Physics Ph.D. Graduates Checchin and Martinello Win Prestigious Peoples Fellowships at Fermilab

Two 2016 Illinois Tech physics Ph.D. graduates, Mattia Checchin and Martina Martinello, have won prestigious Peoples Fellowships at Fermi National Accelerator Laboratory (Fermilab).

“This is a significant award that is unprecedented for an Illinois Tech Ph.D. graduate,” said John Zasadzinski, Paul and Suzi Schutt Chair of Science, professor of physics, and Checchin’s and Martinello’s adviser when they were students. “Mattia and Martina are highly deserving of the Peoples Fellowships, as they are already among the international leaders in the field of superconducting accelerator cavities.”

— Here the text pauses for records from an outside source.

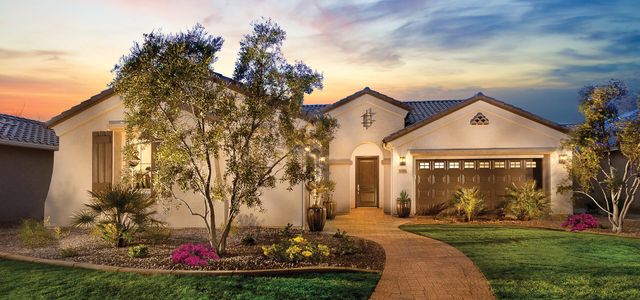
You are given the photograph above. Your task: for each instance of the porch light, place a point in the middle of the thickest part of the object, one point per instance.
(562, 158)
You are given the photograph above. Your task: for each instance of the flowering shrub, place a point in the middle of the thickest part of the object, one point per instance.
(193, 255)
(296, 249)
(580, 222)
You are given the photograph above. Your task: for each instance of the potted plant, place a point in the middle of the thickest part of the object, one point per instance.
(403, 204)
(317, 214)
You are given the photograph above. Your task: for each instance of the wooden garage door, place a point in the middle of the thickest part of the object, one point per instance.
(437, 180)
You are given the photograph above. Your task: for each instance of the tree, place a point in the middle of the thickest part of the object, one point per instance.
(594, 143)
(223, 140)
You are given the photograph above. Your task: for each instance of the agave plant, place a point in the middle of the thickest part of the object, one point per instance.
(468, 202)
(117, 213)
(527, 202)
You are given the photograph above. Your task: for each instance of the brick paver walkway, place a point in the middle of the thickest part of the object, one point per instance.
(417, 267)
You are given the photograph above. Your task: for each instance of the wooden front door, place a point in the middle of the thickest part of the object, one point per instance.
(102, 160)
(367, 181)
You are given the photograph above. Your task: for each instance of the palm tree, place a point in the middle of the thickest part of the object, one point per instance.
(118, 213)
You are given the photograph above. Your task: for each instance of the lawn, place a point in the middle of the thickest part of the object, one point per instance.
(20, 280)
(527, 263)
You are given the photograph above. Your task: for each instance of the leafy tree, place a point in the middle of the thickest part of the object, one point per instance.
(594, 143)
(118, 213)
(224, 140)
(527, 201)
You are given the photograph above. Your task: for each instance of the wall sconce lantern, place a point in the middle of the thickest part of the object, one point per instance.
(562, 158)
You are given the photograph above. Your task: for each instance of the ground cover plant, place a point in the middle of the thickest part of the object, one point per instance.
(530, 263)
(21, 280)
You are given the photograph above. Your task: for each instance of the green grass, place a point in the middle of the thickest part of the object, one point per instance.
(20, 280)
(527, 263)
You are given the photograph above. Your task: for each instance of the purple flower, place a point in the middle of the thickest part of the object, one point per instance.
(580, 222)
(193, 255)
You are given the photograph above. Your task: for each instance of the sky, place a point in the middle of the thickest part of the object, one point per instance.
(534, 54)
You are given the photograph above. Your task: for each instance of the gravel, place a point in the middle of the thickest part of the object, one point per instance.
(91, 249)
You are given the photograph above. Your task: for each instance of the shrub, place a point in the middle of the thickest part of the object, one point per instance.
(296, 249)
(193, 255)
(117, 213)
(34, 234)
(527, 202)
(138, 251)
(468, 202)
(287, 231)
(156, 234)
(433, 209)
(580, 222)
(69, 252)
(248, 240)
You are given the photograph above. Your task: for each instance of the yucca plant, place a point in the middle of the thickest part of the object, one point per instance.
(468, 202)
(527, 202)
(117, 213)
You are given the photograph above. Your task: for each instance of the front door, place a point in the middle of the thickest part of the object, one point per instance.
(367, 181)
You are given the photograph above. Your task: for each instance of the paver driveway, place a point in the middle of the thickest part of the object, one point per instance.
(417, 267)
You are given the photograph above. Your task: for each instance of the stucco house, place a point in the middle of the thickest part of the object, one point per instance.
(383, 146)
(26, 164)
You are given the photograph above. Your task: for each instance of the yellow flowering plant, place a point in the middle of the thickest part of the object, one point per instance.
(296, 249)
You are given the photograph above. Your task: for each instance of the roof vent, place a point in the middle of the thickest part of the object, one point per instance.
(479, 119)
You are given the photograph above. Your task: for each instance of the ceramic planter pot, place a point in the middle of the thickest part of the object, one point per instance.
(330, 206)
(316, 217)
(403, 208)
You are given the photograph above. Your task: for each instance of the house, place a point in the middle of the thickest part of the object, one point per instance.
(383, 146)
(26, 164)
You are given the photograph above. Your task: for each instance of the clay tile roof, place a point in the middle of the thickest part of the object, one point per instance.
(21, 132)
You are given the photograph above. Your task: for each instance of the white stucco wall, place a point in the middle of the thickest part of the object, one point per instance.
(72, 176)
(507, 135)
(352, 140)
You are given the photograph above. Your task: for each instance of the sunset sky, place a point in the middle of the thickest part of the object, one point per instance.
(534, 54)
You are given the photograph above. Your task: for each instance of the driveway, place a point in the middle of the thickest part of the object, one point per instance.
(417, 267)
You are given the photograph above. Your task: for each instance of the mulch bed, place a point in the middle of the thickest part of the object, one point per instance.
(631, 224)
(91, 249)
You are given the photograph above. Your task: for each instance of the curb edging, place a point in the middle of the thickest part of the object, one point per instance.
(263, 272)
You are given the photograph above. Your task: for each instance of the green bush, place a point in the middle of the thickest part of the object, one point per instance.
(468, 202)
(118, 213)
(69, 252)
(527, 202)
(138, 251)
(34, 234)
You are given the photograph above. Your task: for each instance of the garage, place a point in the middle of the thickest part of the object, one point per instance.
(438, 179)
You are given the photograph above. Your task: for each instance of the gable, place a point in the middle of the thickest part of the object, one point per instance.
(478, 97)
(479, 125)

Peoples Fellowships are granted at Fermilab to outstanding accelerator scientists early in their careers to strengthen Fermilab’s capabilities in accelerator science and related technologies and to train the new generation of leaders who will carry the field forward in the future. Peoples Fellows have great freedom in choosing their research activities, and are provided with significant research support. The award is named for Fermilab’s John Peoples.

As Illinois Tech doctoral students working at Fermilab, Checchin and Martinello contributed to breakthrough technology for particle accelerators using superconducting radiofrequency (SRF) cavities. Their Ph.D. research on the electromagnetic and thermal properties of these cavities led to multiple invited talks at international conferences as well as prizes and other recognition.

Both had been working as postdoctoral research associates at Fermilab when they were named Peoples Fellows.

Said Anna Grassellino, technical division deputy director head at Fermilab, “Former Peoples Fellows at Fermilab include current leaders of the accelerator field worldwide, and many of them have moved quickly through brilliant careers and are now heading departments or sectors at Fermilab and worldwide. Mattia and Martina certainly are among the leading young scientists in the SRF field on the international scene, and I’m sure they will progress quickly with their career as scientists and, in the future, also as managers.”


Mattia Checchin (left) and Martina Martinello prepare a superconducting RF cavity for test measurements.